Learning Dynamic Alignment via Meta-filter for Few-shot Learning
- URL: http://arxiv.org/abs/2103.13582v1
- Date: Thu, 25 Mar 2021 03:29:33 GMT
- Title: Learning Dynamic Alignment via Meta-filter for Few-shot Learning
- Authors: Chengming Xu, Chen Liu, Li Zhang, Chengjie Wang, Jilin Li, Feiyue
Huang, Xiangyang Xue, Yanwei Fu
- Abstract summary: Few-shot learning aims to recognise new classes by adapting the learned knowledge with extremely limited few-shot (support) examples.
We learn a dynamic alignment, which can effectively highlight both query regions and channels according to different local support information.
The resulting framework establishes the new state-of-the-arts on major few-shot visual recognition benchmarks.

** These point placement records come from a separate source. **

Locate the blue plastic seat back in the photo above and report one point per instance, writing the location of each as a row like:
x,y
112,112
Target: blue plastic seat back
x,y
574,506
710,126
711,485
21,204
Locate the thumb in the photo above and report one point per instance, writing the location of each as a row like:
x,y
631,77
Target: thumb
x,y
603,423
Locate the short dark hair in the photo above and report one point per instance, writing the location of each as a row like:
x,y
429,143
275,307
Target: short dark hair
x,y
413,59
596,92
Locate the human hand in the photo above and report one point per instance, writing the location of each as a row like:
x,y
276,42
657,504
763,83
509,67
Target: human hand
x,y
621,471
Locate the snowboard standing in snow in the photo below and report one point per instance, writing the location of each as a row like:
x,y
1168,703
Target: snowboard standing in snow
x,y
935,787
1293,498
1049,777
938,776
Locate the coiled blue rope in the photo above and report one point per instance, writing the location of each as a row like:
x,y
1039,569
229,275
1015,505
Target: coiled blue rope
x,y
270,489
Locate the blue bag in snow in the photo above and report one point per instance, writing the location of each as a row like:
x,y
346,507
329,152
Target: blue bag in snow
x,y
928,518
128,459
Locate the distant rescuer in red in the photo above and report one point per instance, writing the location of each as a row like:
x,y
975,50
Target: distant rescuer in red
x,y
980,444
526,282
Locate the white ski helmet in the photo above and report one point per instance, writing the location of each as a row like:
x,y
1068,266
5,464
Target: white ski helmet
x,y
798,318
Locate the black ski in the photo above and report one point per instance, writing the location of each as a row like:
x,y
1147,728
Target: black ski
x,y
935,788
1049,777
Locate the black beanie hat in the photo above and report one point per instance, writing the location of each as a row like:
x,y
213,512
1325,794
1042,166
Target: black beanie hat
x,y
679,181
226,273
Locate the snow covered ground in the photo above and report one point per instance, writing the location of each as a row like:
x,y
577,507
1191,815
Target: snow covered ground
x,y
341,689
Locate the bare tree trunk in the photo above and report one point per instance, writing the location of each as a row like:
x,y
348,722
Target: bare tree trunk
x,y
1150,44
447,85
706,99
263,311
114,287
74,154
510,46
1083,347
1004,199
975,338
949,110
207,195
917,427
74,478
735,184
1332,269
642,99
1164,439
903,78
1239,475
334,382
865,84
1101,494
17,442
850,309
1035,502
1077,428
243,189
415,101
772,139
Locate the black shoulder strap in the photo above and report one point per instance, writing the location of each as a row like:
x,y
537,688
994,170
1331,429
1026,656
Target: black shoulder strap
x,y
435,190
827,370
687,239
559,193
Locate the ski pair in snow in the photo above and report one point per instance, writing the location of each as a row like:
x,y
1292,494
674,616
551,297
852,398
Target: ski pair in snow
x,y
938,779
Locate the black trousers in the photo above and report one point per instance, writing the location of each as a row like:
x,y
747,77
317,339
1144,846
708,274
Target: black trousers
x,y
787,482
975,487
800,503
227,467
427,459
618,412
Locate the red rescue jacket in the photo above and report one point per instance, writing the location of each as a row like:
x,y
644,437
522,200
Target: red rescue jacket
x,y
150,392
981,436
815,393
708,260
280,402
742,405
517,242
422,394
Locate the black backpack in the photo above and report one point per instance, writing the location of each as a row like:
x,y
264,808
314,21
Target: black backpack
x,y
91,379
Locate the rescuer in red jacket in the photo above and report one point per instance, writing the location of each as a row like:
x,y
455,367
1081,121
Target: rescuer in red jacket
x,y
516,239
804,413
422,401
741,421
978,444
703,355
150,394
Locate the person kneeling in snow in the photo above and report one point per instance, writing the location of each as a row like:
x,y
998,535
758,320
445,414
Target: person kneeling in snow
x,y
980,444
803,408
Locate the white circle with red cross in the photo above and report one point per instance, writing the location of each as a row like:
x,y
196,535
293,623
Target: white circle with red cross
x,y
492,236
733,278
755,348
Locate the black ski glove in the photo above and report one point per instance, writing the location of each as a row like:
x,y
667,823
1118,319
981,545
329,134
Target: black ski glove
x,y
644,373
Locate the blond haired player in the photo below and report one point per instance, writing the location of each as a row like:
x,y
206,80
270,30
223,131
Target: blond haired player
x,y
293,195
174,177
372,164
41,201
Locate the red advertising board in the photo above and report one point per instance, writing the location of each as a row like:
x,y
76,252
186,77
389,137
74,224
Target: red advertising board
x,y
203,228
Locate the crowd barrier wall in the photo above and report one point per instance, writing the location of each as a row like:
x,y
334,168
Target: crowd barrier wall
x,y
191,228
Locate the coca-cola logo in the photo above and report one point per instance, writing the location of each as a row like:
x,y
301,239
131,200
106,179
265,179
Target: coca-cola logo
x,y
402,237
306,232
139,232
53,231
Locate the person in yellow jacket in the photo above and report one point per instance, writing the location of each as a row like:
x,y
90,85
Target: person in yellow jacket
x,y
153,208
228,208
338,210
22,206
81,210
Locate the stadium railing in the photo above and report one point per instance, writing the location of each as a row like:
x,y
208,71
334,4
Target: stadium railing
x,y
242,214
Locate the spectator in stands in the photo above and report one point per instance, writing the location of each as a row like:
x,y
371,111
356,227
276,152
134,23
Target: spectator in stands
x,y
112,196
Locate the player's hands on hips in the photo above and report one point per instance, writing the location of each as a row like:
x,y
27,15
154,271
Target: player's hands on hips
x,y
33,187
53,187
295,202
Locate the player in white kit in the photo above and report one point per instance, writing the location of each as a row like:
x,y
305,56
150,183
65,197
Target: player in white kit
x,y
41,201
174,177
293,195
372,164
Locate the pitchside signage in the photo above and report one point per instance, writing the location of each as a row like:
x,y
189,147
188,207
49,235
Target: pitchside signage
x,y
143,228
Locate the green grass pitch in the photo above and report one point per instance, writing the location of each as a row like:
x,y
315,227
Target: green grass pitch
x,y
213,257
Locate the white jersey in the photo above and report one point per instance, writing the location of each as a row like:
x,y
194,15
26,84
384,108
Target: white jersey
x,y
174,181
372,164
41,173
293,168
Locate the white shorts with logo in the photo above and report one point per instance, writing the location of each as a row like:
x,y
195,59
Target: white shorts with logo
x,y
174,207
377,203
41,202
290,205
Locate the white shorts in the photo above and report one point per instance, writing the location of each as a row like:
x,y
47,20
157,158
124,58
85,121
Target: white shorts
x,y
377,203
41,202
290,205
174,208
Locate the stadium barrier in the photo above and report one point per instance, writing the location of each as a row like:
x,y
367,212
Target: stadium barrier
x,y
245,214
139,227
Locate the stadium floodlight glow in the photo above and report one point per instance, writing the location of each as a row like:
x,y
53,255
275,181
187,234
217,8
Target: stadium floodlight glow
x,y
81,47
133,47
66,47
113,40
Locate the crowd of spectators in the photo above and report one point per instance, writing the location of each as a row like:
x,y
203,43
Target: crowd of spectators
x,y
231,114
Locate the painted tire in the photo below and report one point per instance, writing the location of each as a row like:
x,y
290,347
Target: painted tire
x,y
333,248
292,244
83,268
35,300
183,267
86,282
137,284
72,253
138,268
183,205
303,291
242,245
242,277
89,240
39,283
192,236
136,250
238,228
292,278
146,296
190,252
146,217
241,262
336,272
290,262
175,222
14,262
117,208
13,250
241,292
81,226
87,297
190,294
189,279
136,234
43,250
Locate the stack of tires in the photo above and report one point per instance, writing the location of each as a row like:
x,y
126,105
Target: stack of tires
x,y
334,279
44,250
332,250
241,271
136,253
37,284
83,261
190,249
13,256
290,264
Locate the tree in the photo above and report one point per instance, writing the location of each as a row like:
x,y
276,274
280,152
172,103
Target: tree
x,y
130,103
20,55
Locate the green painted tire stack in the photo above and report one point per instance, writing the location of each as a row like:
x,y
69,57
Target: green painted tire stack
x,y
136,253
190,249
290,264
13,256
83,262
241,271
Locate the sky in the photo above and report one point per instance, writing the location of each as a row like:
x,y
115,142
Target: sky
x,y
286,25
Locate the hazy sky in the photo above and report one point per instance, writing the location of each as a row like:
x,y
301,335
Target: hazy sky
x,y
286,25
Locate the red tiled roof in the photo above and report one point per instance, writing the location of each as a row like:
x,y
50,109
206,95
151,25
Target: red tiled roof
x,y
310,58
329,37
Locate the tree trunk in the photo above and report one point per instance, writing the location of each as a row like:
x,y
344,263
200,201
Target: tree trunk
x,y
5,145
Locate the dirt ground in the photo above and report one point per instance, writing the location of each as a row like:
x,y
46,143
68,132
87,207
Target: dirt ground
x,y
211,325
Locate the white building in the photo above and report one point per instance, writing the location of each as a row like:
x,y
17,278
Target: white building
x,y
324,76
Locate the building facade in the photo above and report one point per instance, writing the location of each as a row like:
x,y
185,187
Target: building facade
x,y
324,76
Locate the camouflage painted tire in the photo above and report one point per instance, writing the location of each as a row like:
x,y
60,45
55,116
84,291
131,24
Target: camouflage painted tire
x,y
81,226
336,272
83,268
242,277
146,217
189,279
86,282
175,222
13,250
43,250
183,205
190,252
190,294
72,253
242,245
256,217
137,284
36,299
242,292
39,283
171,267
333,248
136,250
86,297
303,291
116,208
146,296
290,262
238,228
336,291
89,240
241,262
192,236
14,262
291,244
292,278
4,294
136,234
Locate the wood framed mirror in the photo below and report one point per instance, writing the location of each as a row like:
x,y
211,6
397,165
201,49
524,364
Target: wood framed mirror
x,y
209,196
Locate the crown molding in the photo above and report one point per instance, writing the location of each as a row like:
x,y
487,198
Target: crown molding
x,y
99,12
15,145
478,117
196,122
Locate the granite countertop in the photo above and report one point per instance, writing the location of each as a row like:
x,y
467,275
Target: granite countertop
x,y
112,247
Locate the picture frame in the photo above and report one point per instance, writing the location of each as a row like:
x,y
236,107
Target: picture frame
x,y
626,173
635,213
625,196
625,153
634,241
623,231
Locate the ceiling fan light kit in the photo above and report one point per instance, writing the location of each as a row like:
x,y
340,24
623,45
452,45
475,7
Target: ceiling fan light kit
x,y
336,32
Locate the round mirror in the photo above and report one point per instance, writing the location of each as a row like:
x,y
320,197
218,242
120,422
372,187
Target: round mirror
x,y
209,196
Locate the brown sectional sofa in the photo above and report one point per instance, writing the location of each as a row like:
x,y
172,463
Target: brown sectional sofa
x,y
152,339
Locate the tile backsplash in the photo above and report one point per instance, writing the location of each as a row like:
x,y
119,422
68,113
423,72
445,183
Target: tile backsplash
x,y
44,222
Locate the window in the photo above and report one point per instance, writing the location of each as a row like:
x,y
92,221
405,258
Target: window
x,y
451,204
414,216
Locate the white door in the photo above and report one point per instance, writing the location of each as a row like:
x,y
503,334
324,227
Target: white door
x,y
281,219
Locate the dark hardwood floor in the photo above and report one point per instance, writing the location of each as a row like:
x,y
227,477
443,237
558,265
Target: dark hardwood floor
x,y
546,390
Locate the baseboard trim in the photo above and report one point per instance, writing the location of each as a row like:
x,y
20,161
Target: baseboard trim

- Score: 94.41887992982986
- License: http://creativecommons.org/licenses/by/4.0/
- Abstract: Few-shot learning (FSL), which aims to recognise new classes by adapting the
learned knowledge with extremely limited few-shot (support) examples, remains
an important open problem in computer vision. Most of the existing methods for
feature alignment in few-shot learning only consider image-level or
spatial-level alignment while omitting the channel disparity. Our insight is
that these methods would lead to poor adaptation with redundant matching, and
leveraging channel-wise adjustment is the key to well adapting the learned
knowledge to new classes. Therefore, in this paper, we propose to learn a
dynamic alignment, which can effectively highlight both query regions and
channels according to different local support information. Specifically, this
is achieved by first dynamically sampling the neighbourhood of the feature
position conditioned on the input few shot, based on which we further predict a
both position-dependent and channel-dependent Dynamic Meta-filter. The filter
is used to align the query feature with position-specific and channel-specific
knowledge. Moreover, we adopt Neural Ordinary Differential Equation (ODE) to
enable a more accurate control of the alignment. In such a sense our model is
able to better capture fine-grained semantic context of the few-shot example
and thus facilitates dynamical knowledge adaptation for few-shot learning. The
resulting framework establishes the new state-of-the-arts on major few-shot
visual recognition benchmarks, including miniImageNet and tieredImageNet.